By their nature, nuclear systems can be very unforgiving if under-estimated. Those involved in the design, construction and operation of nuclear plants must respect the technology with which they are entrusted. Same goes for aerospace and aeronautic, and marine systems. There is some inherent tolerance to anomalies and errors, but there is only so much. Anyone involved must do their best to ensure the integrity of the design, its construction and its operation. There is no room for sloppiness, nor even complacency.

 

[mesa]

such regulation is necessary IMO. The process is thorough. It relies on good engineering practice...
...Anyone involved must do their best to ensure the integrity of the design, its construction and its operation. There is no room for sloppiness, nor even complacency.

If only this would translate into greater public confidence, it's unfortunate the current stigma involving nuclear power.

 

[Hiddencamper]

If only this would translate into greater public confidence, it's unfortunate the current stigma involving nuclear power.

I've been trying to say this for years. Unfortunately, if you tell the public, they complain you are using too much technical jargon, and if you don't tell them, then you are hiding something.

 

[Astronuc]

If only this would translate into greater public confidence, it's unfortunate the current stigma involving nuclear power.

Well, we can look at Fukushima, where certain vulnerabilities were overlooked or deliberately ignored or dismissed, or in aerospace, at the Challenger and Columbia disasters. In these cases, management over-ruled the technical judgement of engineers. We cannot allow that to happen again.

Had the Fukushima units survived intact, without loss of control, the story would be very different.

Hence, it is critical and necessary to understand and respect the physics of any nuclear energy system.
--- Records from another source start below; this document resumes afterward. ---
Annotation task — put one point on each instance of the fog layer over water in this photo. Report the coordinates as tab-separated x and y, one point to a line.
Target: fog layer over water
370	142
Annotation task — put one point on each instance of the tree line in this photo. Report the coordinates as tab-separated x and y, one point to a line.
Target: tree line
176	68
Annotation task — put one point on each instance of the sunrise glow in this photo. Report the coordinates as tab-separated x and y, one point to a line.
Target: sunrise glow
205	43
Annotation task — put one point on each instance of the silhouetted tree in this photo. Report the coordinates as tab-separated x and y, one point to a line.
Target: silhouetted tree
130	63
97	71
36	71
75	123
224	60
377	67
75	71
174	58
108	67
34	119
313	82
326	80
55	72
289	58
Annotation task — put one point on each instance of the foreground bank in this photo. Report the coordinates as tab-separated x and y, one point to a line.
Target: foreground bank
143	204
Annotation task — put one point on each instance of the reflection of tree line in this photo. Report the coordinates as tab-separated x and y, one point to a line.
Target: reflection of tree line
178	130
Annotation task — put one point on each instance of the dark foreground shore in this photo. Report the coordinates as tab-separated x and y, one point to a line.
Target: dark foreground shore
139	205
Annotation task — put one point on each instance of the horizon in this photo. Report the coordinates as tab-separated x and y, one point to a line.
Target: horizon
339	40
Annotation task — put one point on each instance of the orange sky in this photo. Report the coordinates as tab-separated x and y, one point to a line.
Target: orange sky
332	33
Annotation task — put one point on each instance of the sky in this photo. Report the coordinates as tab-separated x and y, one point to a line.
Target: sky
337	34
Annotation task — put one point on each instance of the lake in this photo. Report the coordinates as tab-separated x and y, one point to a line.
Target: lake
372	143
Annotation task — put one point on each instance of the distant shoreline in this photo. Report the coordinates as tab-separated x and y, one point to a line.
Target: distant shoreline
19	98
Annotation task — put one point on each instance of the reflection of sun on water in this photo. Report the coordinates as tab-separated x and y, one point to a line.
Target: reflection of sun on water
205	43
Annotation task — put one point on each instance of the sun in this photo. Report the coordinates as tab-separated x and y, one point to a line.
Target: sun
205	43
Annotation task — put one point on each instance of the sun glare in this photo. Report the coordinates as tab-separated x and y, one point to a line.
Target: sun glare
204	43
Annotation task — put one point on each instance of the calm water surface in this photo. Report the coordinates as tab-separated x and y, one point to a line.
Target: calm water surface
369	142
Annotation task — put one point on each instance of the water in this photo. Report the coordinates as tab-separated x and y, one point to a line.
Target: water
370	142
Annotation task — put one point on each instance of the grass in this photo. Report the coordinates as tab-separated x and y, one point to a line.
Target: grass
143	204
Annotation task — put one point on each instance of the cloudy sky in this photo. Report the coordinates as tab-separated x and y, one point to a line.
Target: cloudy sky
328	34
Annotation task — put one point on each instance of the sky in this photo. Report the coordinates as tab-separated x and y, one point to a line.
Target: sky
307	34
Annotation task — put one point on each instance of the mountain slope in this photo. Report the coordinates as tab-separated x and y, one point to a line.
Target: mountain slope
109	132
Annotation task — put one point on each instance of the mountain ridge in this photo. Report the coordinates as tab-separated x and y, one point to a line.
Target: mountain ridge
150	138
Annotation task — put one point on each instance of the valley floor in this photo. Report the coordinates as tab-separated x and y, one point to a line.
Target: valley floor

Those who are not willing to accept that responsibility should stay out of nuclear energy. Same goes for aerospace and marine systems.

 

[mesa]

Well, we can look at Fukushima, where certain vulnerabilities were overlooked or deliberately ignored or dismissed, or in aerospace, at the Challenger and Columbia disasters. In these cases, management over-ruled the technical judgement of engineers. We cannot allow that to happen again.

Had the Fukushima units survived intact, without loss of control, the story would be very different.

Hence, it is critical and necessary to understand and respect the physics of any nuclear energy system. Those who are not willing to accept that responsibility should stay out of nuclear energy. Same goes for aerospace and marine systems.

Maybe the public needs to here more nuclear engineers talking about Fukishima in this regard. The industry has a long hard road ahead to re-gain public trust, an open and honest dialog like this may be a good place to start.